I lifted my head and looked at him. I still did not know what she meant.
“Almost there.” Aengus smiled at me. “Almost home.”
“How do you know it will be?”
“I don’t know. I just do.”
I had been down Bell’s Ferry Road before, I think, but I did not remember much about it except for the great river forest that was cloven in two by the Chattahoochee River. I remembered no houses. But now here they were, tucked back into glades hewn out of towering hardwoods and pine. Most were older, with mature shrubbery and gardens. Sunlight slanted in through the treetops, picking out a gabled roof here, a summerhouse the
re. There was considerable traffic, but this end of Bell’s Ferry seemed to generate a green silence. When we slowed at a mailbox to read the numbers, I could hear the deep laughter of the river.
“Here we are,” Aengus said, turning into a driveway. “Holy Saints!”
He stopped and I looked up at the house and began to cry.
“Oh, Aengus,” I sobbed. “Oh, Aengus!”
It was not that my grandmother’s house was grand or even elegant; it was just that there was not an inch of it that did not look like something out of a child’s fairy tale… Hans Christian Andersen, not Grimm’s. It rose out of the center of a circular glade, sunlight falling on it as if trained like a spotlight. The grass in the glade was almost pure emerald, and the trees around and above it were lacy with new green, leaning close as lovers. The house itself was three stories of river stone, with bayed casement windows on each floor and a wide carved door set into a portico. The roof was old slates, warm grand fawn and green where moss clung to them. All the trim and the shutters and doors were painted French blue.

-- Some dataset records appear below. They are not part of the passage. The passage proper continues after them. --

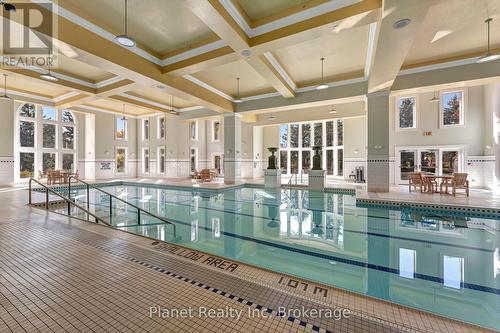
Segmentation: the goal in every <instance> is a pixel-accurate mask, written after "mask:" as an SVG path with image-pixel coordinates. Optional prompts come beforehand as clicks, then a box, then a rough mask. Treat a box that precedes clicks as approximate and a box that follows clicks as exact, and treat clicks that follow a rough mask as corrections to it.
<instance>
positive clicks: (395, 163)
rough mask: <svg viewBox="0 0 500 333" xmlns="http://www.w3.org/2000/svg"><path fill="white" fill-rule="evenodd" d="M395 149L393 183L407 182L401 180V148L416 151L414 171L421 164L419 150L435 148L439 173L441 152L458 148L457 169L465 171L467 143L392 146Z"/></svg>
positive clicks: (406, 183) (448, 150) (419, 153)
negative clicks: (448, 144)
mask: <svg viewBox="0 0 500 333" xmlns="http://www.w3.org/2000/svg"><path fill="white" fill-rule="evenodd" d="M394 150H395V162H396V163H395V166H394V183H395V184H408V182H407V181H403V180H401V167H400V166H401V153H400V152H401V151H402V150H407V151H408V150H413V151H416V153H417V156H416V159H415V166H416V170H415V171H420V169H421V164H420V152H422V151H425V150H437V151H438V156H437V158H436V161H437V167H438V172H437V173H438V174H439V175H441V174H442V173H443V165H442V154H443V152H444V151H450V150H458V152H459V164H458V171H459V172H463V171H465V160H466V156H467V145H435V146H433V145H428V146H396V147H395V148H394Z"/></svg>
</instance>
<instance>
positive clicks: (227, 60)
mask: <svg viewBox="0 0 500 333" xmlns="http://www.w3.org/2000/svg"><path fill="white" fill-rule="evenodd" d="M189 2H191V4H190V6H196V5H197V3H198V1H196V0H191V1H189ZM186 3H187V2H186ZM215 4H216V5H217V8H219V10H220V11H222V13H223V14H222V15H224V17H225V18H227V19H228V20H229V22H232V23H231V27H234V25H236V28H234V29H237V30H238V31H239V33H238V35H239V36H241V34H245V33H244V32H243V31H242V29H241V28H240V27H239V26H238V25H237V24H236V22H234V20H233V19H232V18H231V17H230V16H229V14H227V12H225V9H224V8H221V6H220V4H219V3H218V2H216V3H215ZM207 5H208V1H207V3H206V4H205V6H207ZM381 7H382V0H362V1H360V2H359V3H356V4H354V5H351V6H347V7H344V8H340V9H337V10H334V11H331V12H328V13H325V14H322V15H318V16H315V17H313V18H310V19H307V20H304V21H301V22H297V23H293V24H289V25H287V26H285V27H283V28H279V29H275V30H273V31H270V32H267V33H264V34H261V35H258V36H255V37H248V36H246V35H244V36H245V38H244V39H245V40H246V43H247V44H248V47H247V48H248V49H250V50H251V51H252V53H253V54H255V55H261V54H264V53H266V52H272V51H275V50H277V49H280V48H284V47H287V46H291V45H295V44H298V43H302V42H305V41H308V40H311V39H315V38H320V37H322V36H326V35H329V34H331V33H332V29H333V27H334V26H337V28H336V29H335V32H336V33H341V32H342V31H346V30H350V29H354V28H357V27H361V26H365V25H368V24H371V23H374V22H377V21H378V20H379V17H380V13H381ZM217 12H218V11H217ZM228 24H229V23H228ZM242 38H243V37H242ZM231 48H233V49H234V47H232V46H231ZM231 48H228V46H225V47H222V48H219V49H217V50H213V51H211V52H207V53H203V54H200V55H197V56H193V57H189V58H187V59H184V60H182V61H178V62H174V63H172V64H169V65H167V66H164V67H163V68H162V71H163V72H164V73H168V74H171V75H174V76H177V75H187V74H194V73H196V72H200V71H203V70H206V69H208V68H210V67H213V66H219V65H222V64H225V63H229V62H234V61H236V60H239V59H241V57H240V56H239V54H238V52H235V51H232V50H231Z"/></svg>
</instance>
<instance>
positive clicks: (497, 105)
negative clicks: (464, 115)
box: [493, 84, 500, 186]
mask: <svg viewBox="0 0 500 333" xmlns="http://www.w3.org/2000/svg"><path fill="white" fill-rule="evenodd" d="M495 90H496V92H497V93H496V94H495V100H494V103H493V142H494V145H495V178H494V180H495V186H500V84H498V85H497V86H496V89H495Z"/></svg>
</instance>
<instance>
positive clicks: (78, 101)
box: [56, 79, 137, 108]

“It’s a Normandy house,” I said when I could get my breath. “Normandy in a forest on the river. It’s pure magic!”
“So does it look like home?” Aengus laughed. I could see the house reflected in his blue eyes. On that day, Aengus’s eyes were full of home.
I ran up the flagstone walkway and put the old key into the bronze lock and the big blue door swung open. Even before it closed behind us, I believed in my heart that I was then and forever home.
CHAPTER 11
From the Bell’s Ferry house we went, not back to Lytton, but on to the Mountain and the Domain. There seemed to me nothing to go back to Lytton to. Lily and Goose had not yet gone back to their home in a small town south of Lytton but would soon. It was a dreary little house with no trees around it, in a sun-smitten suburb called Summer Garden. There was not a flower in it, nor a garden.
“A nice little starter house,” my mother said of it. I feared secretly that Lily would both start and finish there. Goose had worked up to manager of the local supermarket; his one marketable skill had been football, for which there was little call in the small-town South after high school.